AUTHOR=Huang Baozhen , Huang Jinghan , Chiang Nim Hang , Chen Zigui , Lui Grace , Ling Lowell , Kwan Mike Yat Wah , Wong Joshua Sung Chih , Mak Phoebe Qiaozhen , Ling Janet Wan Hei , Lam Ivan Cheuk San , Ng Rita Wai Yin , Wang Xingyan , Gao Ruonan , Hui David Shu-Cheong , Ma Suk Ling , Chan Paul K. S. , Tang Nelson Leung Sang 

TITLE=Interferon response and profiling of interferon response genes in peripheral blood of vaccine-naive COVID-19 patients

JOURNAL=Frontiers in Immunology

VOLUME=Volume 14 - 2023

YEAR=2024

URL=https://www.frontiersin.org/journals/immunology/articles/10.3389/fimmu.2023.1315602

DOI=10.3389/fimmu.2023.1315602

ISSN=1664-3224

ABSTRACT=Early reports indicated that interferon (IFN) responses were suppressed by the coronavirus (SARS-CoV-2) and clinical trials of administration of various kinds of interferons had been disappointing. Expression of interferon-stimulated genes (ISGs) in peripheral blood (better known as interferon score) has been a well-established bioassay marker of systemic IFN responses in autoimmune diseases.
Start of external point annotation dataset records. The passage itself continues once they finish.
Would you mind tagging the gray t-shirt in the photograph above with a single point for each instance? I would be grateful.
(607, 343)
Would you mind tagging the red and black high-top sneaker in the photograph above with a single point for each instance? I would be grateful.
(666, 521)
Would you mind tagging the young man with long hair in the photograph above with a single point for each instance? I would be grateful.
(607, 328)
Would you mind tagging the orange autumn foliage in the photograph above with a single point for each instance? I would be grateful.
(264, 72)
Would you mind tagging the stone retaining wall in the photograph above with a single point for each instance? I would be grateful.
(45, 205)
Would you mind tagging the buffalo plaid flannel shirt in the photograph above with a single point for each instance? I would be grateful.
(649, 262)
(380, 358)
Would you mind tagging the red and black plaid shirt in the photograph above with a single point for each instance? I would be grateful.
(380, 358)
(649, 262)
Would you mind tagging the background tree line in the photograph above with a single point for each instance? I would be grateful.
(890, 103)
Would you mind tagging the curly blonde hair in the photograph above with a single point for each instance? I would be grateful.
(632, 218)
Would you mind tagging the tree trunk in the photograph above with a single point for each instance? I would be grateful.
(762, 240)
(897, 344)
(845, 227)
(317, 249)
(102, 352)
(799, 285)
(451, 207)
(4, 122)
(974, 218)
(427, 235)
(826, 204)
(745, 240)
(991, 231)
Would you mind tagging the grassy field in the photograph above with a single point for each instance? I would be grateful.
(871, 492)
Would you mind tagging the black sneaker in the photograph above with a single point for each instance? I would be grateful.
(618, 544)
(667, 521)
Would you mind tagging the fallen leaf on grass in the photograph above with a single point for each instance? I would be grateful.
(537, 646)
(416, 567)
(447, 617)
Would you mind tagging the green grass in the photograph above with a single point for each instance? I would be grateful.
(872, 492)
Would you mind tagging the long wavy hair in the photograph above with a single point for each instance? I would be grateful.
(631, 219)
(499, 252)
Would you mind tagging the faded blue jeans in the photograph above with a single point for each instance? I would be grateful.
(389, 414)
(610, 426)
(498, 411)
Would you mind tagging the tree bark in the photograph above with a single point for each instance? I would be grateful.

Therefore, with archival samples of a cohort of COVID-19 patients collected before the availability of vaccination, we aimed to better understand this innate immune response by studying the IFN score and related ISGs expression in bulk and single cell RNAs sequencing (scRNA-seq) expression datasets. In this study, we recruited 105 patients with COVID-19 and 30 healthy controls in Hong Kong. Clinical risk factors, disease course, and blood sampling times were recovered. Based on a set of five commonly used ISGs (IFIT1, IFIT2, IFI27, SIGLEC1, IFI44L), the IFN score was determined in blood leukocytes collected within 10 days after onset. Additional public datasets of bulk gene and scRNA-seq of blood samples were used for the validation. Compared to the healthy controls, we showed that ISGs expression and IFN score were significantly increased during the first 10 days after COVID infection in majority of patients (71%). Among those low IFN responders, they were more commonly asymptomatic patients (71% vs 25%). 22 patients did not mount an overall significant IFN response and were classified as low IFN responders (IFN score < 1). Both IFI27 and SIGLEC1 were monocyte-predominant expressing ISGs and IFI27 were activated even among those low IFN responders. In conclusion, a substantial IFN response was documented in this cohort of COVID-19 patients who experience a natural infection before the vaccination era. scRNA-seq data suggested monocytes were the cell-type that primarily accounted for the activation of two highly responsive ISGs genes (IFI44L and IFI27). As sampling time and age were two major confounders of ISG expression, they may account for contradicting observations among previous studies. On the other hand, the IFN score was not associated with the severity of the disease.